1. Input: [seq_value, seq_len] : sequence의 value와 길이를 나타내는 ??두 텐서의 리스트
    - seq_value : `(batch_size, T, embedding_size)`
    - seq_len : `(batch_size, 1)`

2. Output: `(batch_size, 1, embedding_size)`의 3D tensor
    - 풀링연산 한 뒤 3차원으로 바꾼 것인가??

3. Arguments
    - mode: 풀링 연산 종류(mean, max, sum)
    - supports_masking: `True`일 경우, 마스킹 가능해야 함.

<br>

 masking 가능 여부에 따라서 달라진다. masking support할 거면 직접 mask 만들어주고 차원 확장해주고, 그게 아니면 인자로 받은 것에서 tensorflow 내장 함수 이용해서 sequence_mask 만들고 축만 바꿔주면 되는 듯. tile 함수 통해서 마스킹하는 과정은 기존에 살펴 본 마스킹과 동일. 0에 가까운 수를 곱해서 빼준다.

<br>

 축 확장해서 3차원으로!

In [24]:
from tensorflow.keras.layers import Layer
import tensorflow as tf

class SeuqencePoolingLayer(Layer):

    def __init__(self, mode='mean', supports_masking=False, **kwargs):

        if mode not in ['sum', 'mean', 'max']:
            raise ValueError("풀링 연산은 sum, mean, max 중 하나여야 함.")
        self.mode = mode
        self.eps = tf.constant(1e-8, dtype=tf.float32)
        super(SequencePoolingLayer, self).__init__(**kwargs)
        
        self.supports_masking = supports_masking
    
    def build(self, input_shape):
        if not self.supports_masking:
            self.seq_len_max = int(input_shape[0][1])
        super(SequencePoolingLayer, self).build(input_shape) # call해야 함에 주의.
    
    def call(self, seq_value_len_list, mask=None ,**kwargs):
        if self.supports_masking:
            if mask is None:
                raise ValueError("supports_masking 옵션이 True일 때는 input이 masking가능해야 함.")
            uiseq_embed_list = seq_value_len_list
            mask = tf.cast(mask, dtype=tf.float32) # tf.to_float(mask)
            use_behavior_length = reduce_sum(mask, axis=-1, keep_dims=True)
            mask = tf.expand_dims(mask, axis=2)
        else:
            uiseq_embed_list, user_behavior_length = seq_value_len_list
            mask = tf.sequence_mask(user_behavior_length, self.seq_len_max, dtype=tf.float32)
        
        embedding_size = uiseq_embed_list.shape[-1]
        mask = tf.tile(mask, [1, 1, embedding_size])

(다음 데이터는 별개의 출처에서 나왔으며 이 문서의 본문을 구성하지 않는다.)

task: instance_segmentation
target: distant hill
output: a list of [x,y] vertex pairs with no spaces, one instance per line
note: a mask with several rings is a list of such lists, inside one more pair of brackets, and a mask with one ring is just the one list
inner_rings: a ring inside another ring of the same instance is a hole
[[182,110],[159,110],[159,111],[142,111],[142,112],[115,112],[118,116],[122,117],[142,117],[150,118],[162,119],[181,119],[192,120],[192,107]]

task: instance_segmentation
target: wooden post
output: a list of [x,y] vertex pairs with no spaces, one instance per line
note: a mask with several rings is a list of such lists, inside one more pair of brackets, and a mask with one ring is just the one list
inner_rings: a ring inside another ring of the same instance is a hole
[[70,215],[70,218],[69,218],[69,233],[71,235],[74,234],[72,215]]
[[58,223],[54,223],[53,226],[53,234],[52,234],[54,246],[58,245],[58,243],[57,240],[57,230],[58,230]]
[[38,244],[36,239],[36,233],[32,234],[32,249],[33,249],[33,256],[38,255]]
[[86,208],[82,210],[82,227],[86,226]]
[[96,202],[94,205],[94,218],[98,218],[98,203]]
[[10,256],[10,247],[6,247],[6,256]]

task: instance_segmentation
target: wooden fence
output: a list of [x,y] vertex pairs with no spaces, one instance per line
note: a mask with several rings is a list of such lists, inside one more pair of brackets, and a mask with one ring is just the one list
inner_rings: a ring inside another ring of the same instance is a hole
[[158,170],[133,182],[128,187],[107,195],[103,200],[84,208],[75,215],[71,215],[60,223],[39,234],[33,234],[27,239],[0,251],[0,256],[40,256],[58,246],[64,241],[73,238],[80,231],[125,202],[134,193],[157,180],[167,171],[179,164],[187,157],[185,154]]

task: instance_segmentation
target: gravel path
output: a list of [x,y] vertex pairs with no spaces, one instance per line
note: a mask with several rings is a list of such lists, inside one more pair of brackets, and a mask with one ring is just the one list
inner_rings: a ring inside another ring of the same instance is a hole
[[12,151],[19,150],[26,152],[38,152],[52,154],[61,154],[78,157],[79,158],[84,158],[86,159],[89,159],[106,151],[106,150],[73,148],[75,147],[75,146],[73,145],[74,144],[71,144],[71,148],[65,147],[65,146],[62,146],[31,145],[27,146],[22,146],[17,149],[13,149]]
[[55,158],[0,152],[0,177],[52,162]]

        if self.mode == 'max':
            hist = uiseq_embed_list - (1-mask) * 1e9
            return reduce_max(hist, 1, keep_dims=True)
        
        if self.mode == 'mean':
            hist = div(hist, tf.cast(user_behavior_length, dtype=tf.foat32) + self.eps)
        
        hist = tf.expand_dims(hist, axis=1)
        return hist
    
    def compute_output_shape(self, input_shape):
        if self.supports_masking:
            return (None, 1, input_shape[-1])
        else:
            return (None, 1, input_shape[0][-1])
    
    def compute_mask(self, inputs, mask):
        return None
    
    def get_config(self, ):
        config = {'mode': self.mode,
                  'supports_masking': self.supports_masking}
        base_config = super(SequencePoolingLayer, self).get_config()
        return dict(list(base_config.items())) + list(config.items())

## WeightedSequenceLayer

> 원래 layers.sequence에 있음.


 Keras layer를 상속받는다. 가변 길이의 sequence나 multi-value 피쳐에 대해 weight score를 적용한다.
 
1. Input: [seq_value, seq_len, seq_weight] : sequence의 value와 길이, weight를 나타내는 세 텐서의 리스트.
    - seq_value: `(batch_size, T, embedding_size)`
    - seq_len: `(batch_size, 1)`
    - seq_weight: `(batch_size, T, 1)`

2. Output: `(batch_size, 1, embedding_size)`의 3D tensor
    - 풀링연산 한 뒤 3차원으로 바꾼 것인가??

3. Arguments
    - weight_normalization: weight 적용 전에 normalize할 것인지 여부.
    - supports_masking: `True`일 경우, 마스킹 가능해야 함.

<br>

 masking 가능 여부, weight_normalization 여부에 따라서 달라진다. weight_normalization은 softmax. 

In [25]:
class WeightedSequenceLayer(Layer):

    def __init__(self, weight_normalization=True, supports_masking=False, **kwargs):
        super(WeightedSequenceLayer, self).__init__(**kwargs)
        self.weight_normalization = weight_normalization
        self.supports_masking = supports_masking

    def build(self, input_shape):
        if not self.supports_masking:
            self.seq_len_max = int(input_shape[0][1])
        super(WeightedSequenceLayer, self).build(input_shape) # call해야 함에 주의.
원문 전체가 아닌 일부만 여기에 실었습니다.